If you start all 4 VMs up at a relatively close time frame, I would expect you to see some spikes.

Things like faster drive spindle RPMs, SSDs, can reduce access times, increase IOPs, and reduce latency.

Thanks,

Kirk....

Henry Lee · ‎08-09-2016

Thanks for the reply Kirk. It's a MegaRAID SAS with hard drives. I'll check the configuration you suggested and reply if there's anything to add. I understand there would be some spikes but 90ms is surprising, and actually it regularly spikes much higher.

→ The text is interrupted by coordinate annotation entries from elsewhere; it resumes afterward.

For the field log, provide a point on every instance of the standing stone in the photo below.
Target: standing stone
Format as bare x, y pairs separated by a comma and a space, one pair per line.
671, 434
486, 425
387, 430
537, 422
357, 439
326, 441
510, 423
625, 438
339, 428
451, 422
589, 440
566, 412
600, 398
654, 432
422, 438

For example, right now I'm seeing 2 spikes in the last hour that are 350 and 450ms.

I see this data sheet agrees with your response.

http://www.cisco.com/c/en/us/products/collateral/servers-unified-computing/ucs-c-series-rack-servers/whitepaper-C11-734798.html

So I'll make sure the "Write Back w/BBU" setting is selected.

Walter Dey · ‎08-09-2016

Hi Henry

I have seen this ! and had a TAC case (P1), which took several days to solve (I hope).

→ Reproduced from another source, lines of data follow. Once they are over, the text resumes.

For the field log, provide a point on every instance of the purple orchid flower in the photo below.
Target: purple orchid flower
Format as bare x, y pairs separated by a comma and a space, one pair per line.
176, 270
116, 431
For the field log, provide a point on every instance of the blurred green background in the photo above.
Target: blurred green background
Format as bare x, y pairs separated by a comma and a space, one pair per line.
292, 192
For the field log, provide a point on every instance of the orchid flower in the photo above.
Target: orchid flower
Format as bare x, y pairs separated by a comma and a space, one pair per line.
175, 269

Customer was also loosing the datastore ! do you see this as well ?

The suspect part is the Raid Controller !

Field Notice: FN - 63732 - UCS Product Family - LSI RAID Controller Impacted by Several Critical Issues - Replacement Required

RMA of Raid Controller caused a ton of other Problems.

Walter.

Kirk J · ‎08-10-2016

HI Walter.

That FN applies to a small subset of 6Gb 92xx line of controllers.

Henry has a 12Gb Raid card (assuming pid UCSC-MRAID12G).

I agree, if he is seeing datastore disconnects for local storage, then the local storage system is suspect.

Should probably check the UCS interop matrix to make sure we're good on the driver.

For 12G SAS/93XX controllers, use lsi_mr3 drivers except when using VSAN, then use megaraid_sas driver for the 12G SAS/93XX controllers.

If Henry sees extended periods of spikes, when the guest VMs are running dormant, than he may want to open a TAC case and have them look at the raid controller logs.

Thanks,

Kirk..